How Many Languages are there in Pakistan?
By: Sehar Khan
The Asian region of the world is known for its rich history and diversity. A vast land, where a magnanimous total of 2197 languages are spoken, Asia-pacific region makes one of the most important components of language pie of the world, particularly the Southeast Asian region. If you take a closer look at Asian region, you will be able to decipher the countries within.
Zoom down into South Asia further and you stumble across Pakistan.
Many people in the West know Pakistan as one of the “terror-financing, poverty-stricken, and an underdeveloped” nation. What they don’t know, however, is the land of diverse languages, people and cultures that fuse together into an amalgamation that is both unique and distinct.
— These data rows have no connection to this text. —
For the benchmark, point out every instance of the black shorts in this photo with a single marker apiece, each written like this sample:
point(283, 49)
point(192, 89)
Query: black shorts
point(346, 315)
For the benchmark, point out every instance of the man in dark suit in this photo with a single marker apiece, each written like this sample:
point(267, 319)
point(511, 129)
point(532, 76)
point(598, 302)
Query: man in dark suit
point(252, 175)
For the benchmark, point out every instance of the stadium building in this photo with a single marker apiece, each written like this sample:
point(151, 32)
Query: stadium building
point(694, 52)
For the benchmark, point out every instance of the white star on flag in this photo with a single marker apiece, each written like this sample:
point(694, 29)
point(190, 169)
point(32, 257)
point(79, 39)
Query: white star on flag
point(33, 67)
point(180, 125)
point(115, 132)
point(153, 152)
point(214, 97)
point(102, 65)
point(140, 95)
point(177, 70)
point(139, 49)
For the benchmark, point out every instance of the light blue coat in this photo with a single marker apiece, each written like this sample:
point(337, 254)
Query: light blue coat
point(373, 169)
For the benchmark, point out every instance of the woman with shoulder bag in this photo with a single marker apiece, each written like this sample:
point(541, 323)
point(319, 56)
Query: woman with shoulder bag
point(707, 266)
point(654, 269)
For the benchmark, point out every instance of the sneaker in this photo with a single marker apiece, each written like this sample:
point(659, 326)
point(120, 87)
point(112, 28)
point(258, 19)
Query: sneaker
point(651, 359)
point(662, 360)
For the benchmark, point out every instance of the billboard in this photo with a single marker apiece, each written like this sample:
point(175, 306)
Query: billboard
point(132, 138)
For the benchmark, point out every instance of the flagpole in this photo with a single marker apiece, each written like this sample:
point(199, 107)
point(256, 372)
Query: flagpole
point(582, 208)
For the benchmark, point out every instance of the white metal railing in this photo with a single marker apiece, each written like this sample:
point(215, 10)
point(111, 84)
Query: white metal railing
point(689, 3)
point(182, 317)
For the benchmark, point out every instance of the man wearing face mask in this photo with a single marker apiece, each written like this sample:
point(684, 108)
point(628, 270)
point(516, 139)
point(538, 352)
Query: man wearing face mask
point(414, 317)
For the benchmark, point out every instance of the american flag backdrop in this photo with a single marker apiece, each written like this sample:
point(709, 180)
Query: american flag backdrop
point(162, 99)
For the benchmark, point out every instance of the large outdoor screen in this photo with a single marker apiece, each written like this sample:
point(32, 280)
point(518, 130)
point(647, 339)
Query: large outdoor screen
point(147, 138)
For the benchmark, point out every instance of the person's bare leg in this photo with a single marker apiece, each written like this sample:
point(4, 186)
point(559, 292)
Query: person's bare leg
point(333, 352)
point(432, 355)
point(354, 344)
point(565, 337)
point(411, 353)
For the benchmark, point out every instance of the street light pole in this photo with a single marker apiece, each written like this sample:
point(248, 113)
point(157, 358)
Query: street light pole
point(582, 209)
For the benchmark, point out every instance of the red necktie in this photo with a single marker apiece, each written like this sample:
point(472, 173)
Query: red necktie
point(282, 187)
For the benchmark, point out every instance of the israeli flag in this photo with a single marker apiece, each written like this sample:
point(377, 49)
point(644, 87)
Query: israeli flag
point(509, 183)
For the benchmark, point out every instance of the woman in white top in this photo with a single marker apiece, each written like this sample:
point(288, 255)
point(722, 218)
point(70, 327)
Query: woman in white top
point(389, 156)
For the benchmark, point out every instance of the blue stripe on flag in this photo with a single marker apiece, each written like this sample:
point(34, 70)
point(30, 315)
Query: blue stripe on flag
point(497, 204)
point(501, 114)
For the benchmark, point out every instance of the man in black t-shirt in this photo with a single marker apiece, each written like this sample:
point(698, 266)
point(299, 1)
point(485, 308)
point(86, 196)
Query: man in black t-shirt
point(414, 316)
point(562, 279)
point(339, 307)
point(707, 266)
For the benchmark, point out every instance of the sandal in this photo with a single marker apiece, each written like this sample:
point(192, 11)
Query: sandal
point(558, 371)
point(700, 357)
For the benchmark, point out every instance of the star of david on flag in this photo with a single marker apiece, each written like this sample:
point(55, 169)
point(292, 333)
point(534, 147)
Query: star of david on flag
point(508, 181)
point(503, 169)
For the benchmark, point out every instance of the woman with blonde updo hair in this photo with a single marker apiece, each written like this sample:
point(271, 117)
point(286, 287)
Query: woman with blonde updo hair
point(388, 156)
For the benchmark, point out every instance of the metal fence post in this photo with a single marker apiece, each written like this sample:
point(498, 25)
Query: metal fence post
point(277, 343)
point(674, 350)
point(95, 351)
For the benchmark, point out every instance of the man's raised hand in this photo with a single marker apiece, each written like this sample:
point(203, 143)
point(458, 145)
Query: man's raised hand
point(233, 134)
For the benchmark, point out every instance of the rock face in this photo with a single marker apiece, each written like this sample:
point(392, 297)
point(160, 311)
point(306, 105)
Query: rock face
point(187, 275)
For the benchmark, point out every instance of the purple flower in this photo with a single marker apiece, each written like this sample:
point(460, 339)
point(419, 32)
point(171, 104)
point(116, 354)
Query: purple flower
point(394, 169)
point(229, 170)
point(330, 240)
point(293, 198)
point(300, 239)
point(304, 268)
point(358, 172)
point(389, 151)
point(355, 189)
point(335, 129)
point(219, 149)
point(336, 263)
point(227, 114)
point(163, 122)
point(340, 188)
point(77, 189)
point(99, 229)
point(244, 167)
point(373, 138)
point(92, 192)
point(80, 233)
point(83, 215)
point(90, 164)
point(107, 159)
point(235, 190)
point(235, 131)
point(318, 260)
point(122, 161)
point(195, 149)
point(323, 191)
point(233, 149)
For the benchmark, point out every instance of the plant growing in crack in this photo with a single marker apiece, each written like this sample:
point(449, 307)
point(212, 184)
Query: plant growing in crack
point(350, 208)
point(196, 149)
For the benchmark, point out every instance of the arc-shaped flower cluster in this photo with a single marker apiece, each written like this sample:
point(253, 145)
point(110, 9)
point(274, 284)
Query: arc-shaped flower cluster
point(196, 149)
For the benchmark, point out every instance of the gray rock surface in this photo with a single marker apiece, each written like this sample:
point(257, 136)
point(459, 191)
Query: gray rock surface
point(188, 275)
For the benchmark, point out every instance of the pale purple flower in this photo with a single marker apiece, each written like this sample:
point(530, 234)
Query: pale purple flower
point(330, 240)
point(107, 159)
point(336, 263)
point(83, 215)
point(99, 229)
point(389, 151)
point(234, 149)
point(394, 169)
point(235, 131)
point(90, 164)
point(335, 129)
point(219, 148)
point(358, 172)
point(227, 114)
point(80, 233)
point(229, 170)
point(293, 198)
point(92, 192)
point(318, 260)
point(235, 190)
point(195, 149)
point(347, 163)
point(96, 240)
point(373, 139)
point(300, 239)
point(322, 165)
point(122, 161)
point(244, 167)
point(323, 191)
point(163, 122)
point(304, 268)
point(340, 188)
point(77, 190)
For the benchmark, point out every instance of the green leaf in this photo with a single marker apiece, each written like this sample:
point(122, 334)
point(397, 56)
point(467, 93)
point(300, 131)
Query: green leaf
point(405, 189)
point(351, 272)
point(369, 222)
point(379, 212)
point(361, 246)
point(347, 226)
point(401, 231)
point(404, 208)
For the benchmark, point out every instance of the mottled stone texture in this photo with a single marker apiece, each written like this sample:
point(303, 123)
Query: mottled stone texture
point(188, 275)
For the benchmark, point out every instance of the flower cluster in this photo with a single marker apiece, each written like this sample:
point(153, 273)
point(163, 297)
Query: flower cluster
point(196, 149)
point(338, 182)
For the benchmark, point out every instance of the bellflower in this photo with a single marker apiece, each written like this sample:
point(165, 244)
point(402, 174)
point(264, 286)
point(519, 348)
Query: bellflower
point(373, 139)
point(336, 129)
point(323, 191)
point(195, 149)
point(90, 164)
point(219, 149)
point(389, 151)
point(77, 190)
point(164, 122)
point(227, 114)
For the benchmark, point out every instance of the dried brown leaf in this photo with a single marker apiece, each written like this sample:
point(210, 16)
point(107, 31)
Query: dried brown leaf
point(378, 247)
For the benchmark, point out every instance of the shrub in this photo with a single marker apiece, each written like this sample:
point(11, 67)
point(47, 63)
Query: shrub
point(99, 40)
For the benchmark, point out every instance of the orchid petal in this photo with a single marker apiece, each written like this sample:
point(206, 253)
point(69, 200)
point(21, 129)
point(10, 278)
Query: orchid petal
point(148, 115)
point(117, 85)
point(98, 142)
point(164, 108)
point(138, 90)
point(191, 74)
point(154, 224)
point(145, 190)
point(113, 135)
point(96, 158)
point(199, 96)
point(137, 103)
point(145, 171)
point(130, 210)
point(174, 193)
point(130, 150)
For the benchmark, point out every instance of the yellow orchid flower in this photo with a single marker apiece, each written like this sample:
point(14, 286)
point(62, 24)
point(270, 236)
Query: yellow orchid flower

Since this “land of the pure” is renowned for its distinctiveness in linguistic aspects, let’s take a closer look at how many languages are spoken in Pakistan.
Pakistan is the sixth-highest populated country and a home to several ancient civilizations. To add a feather in its cap, Pakistan is one of the few countries where 73 languages are spoken. In fact, the northern region of Pakistan alone speaks 30 languages, some of which are endangered.
The Official Languages of Pakistan:
When it comes to categorizing the official languages, English and Urdu both are termed as the official languages of Pakistan.
Urdu, the official and national language of Pakistan, is a fusion of Arabic, Persian and local languages, taking its origins from these old languages. Although only 8% of Pakistanis consider Urdu as their native language, it is understood by 90% of the population and is used in formal occasions, government administration, as well as taught in educational institutes.
A Peek at the National Language:
Urdu is the national language of Pakistan. Derived from Persian, Arabic and a combination of local dialects, it is the language of the Subcontinent along with Hindi. Long before it was declared the national language, it was the lingua franca of Mughal kings and courtesans, and spoken in the literary as well as social circles. It was declared the national language after the emergence of Pakistan and is spoken and understood widely in the region now.
What other languages are spoken in Pakistan?
To answer the question of how many languages are spoken in Pakistan, it is imperative to look at the group of native languages that form the linguistic pie of this country. Let’s take a look:
The language that is most widely spoken by Pakistanis after Urdu is Punjabi. A language of Punjab province, Punjabi has different dialects like Hindko, Saraiki, and Mahi Punjabi. Almost 44.2% of the Pakistani population speak this language and its dialects vary from city to city. Punjabi takes its roots from Classic Sanskrit of 600 BC.
Pashto is the second largest provincial language of Pakistan that is spoken and understood by 15.4% of Pakistanis, mostly of whom reside in the Northern KPK area of the country.
Sindhi is spoken in the lower Sindh region of the country and is derived from Sanskrit and Indo Aryan language. Spoken by 14.1% of the population, Sindhi is also spoken by a sizable population in the Indian region.
Balochi, the language spoken in the Balochistan, the biggest province of Pakistan. Yet only 3.6% of the population speaks Balochi as a native tongue, mainly owing to the geographic landscape of this place, composed of deserts and inhabitable plains. It has origins in the 10th century and has a large number of dialects.
English, a remnant of British colonial rule, the British Raj, as often called, is an important medium of communication in the country—particularly in the official spheres. The constitution and laws were originally drawn up in English and are now being translated into other regional languages for comprehension and interpretation.
Coming back to the question of how many languages are in Pakistan, one may consider that Pakistan is a country with a wide range of languages. Nevertheless, Urdu, the main language of this country has a rich history and is influenced by words from English, Arabic and Persian.
The reason for this influence are the historic conquests made by invaders in this part of Asia, particularly in the 16th and 17th Century, who brought their native languages and dialects with them in this land. This is the reason this land is known as the land of rich languages and Urdu, being the forerunner of the languages, is taught across the world and is considered as the backbone of literature in the Subcontinent.
Pakistan—literally meaning “the land of the pure” is also the land of diverse languages and cultures, making it one of the most linguistically diverse regions of the world.